[PATCHv4 2/7] driver/core: Populate IOMMU'able devices in order

Stephen Warren swarren at wwwdotorg.org
Wed Nov 13 12:53:36 EST 2013


On 11/13/2013 10:31 AM, Will Deacon wrote:
> On Wed, Nov 13, 2013 at 04:06:10PM +0000, Hiroshi Doyu wrote:
>> Will Deacon <will.deacon at arm.com> wrote @ Wed, 13 Nov 2013 15:38:04 +0100:
>>
>>> On Tue, Nov 12, 2013 at 11:34:20PM +0000, Stephen Warren wrote:
>>>> SMMU:
>>>>     smmu: smmu at xxxxxx {
>>>>         #smmu-cells = <1>;
>>>>     }
>>>>
>>>> Affected device:
>>>>     smmus = <&smmu 1>;
>>>>     (perhaps with smmu-names too)
>>>>
>>>> That would allow the DT to represent basically arbitrary HW configurations.
>>>>
>>>> The implementation of this patch would then be almost as trivial; you'd
>>>> just need to walk the smmus property to find each phandle in turn, just
>>>> like any other phandle+specifier property, and validate that the SMMU
>>>> driver was already probe()d for each.
>>>
>>> There are a few problems with that:
>>>
>>>   1.) It assumes all devices sharing an SMMU have the same number of
>>>       "smmu cells"
>>
>> This can be solved with introducing the fixed size of bitmap.

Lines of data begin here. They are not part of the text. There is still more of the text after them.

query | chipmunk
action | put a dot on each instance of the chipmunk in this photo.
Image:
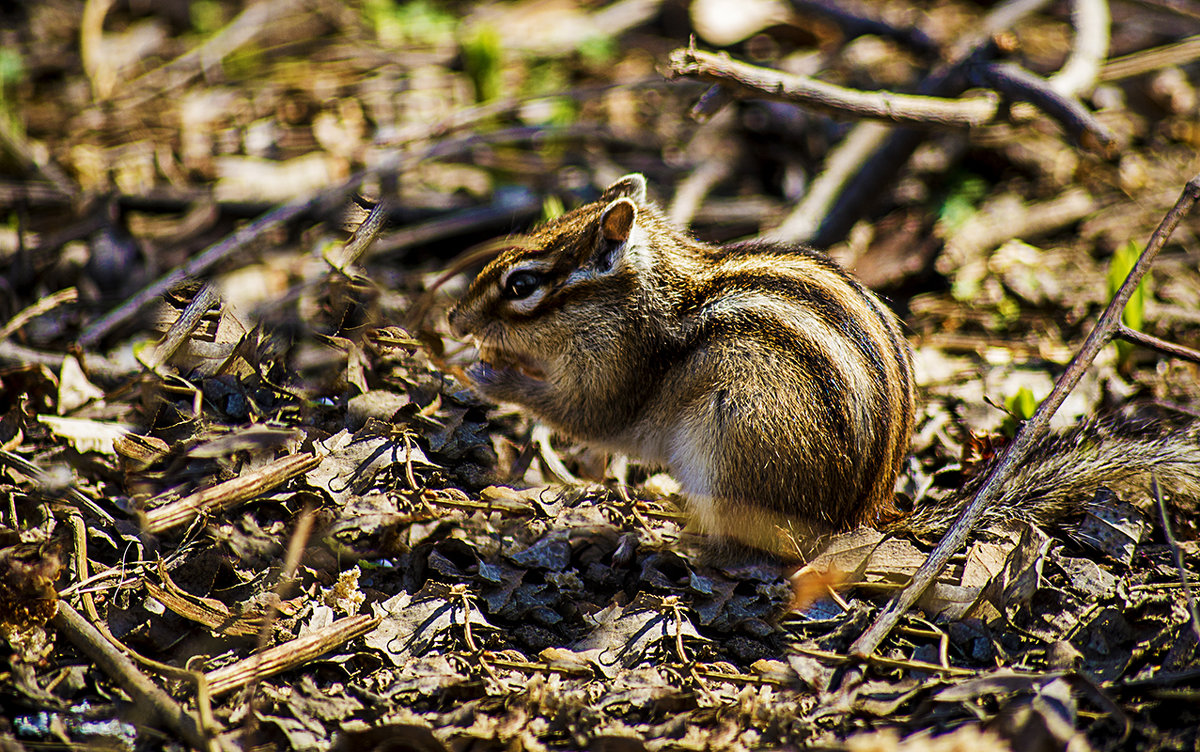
(773, 385)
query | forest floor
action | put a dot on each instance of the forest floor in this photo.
(250, 501)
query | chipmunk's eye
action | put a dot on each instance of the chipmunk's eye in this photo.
(521, 284)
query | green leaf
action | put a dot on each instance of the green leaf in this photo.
(1134, 314)
(552, 208)
(483, 55)
(961, 199)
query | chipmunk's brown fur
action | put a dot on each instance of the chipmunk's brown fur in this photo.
(774, 386)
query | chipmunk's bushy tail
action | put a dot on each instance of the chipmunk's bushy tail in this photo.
(1066, 469)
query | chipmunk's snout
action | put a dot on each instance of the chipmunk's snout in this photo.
(459, 322)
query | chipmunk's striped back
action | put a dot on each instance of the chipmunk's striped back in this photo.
(774, 386)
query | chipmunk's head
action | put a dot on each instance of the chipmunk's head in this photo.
(553, 294)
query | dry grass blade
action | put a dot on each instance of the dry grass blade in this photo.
(1102, 334)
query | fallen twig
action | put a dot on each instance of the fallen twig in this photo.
(288, 655)
(765, 83)
(1102, 334)
(121, 669)
(225, 497)
(1153, 343)
(1018, 84)
(1146, 60)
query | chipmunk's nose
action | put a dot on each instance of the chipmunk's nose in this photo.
(457, 320)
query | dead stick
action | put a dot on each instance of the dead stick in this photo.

The size
>> of bitmap can be fixed even per SoC. In tegra we used 64(2 cells)
>> which I expect at most.
> 
> That really doesn't sound like a good idea where you have bridges (like a
> PCIe host controller) which could have a significant chunk of StreamID
> space. You'd also need to pad everything out with some dummy IDs for parsing
> purposes. Yuck!

Can't you solve this by having the SMMU include a stream ID mapping
table. In the case of stream IDs having a large "address" space, then
just define the mapping table syntax to allow easy specification of
ranges using start/length, start/end, or value/mask pairs. Similar to
ranges or PCI's interrupt-map{,-mask}.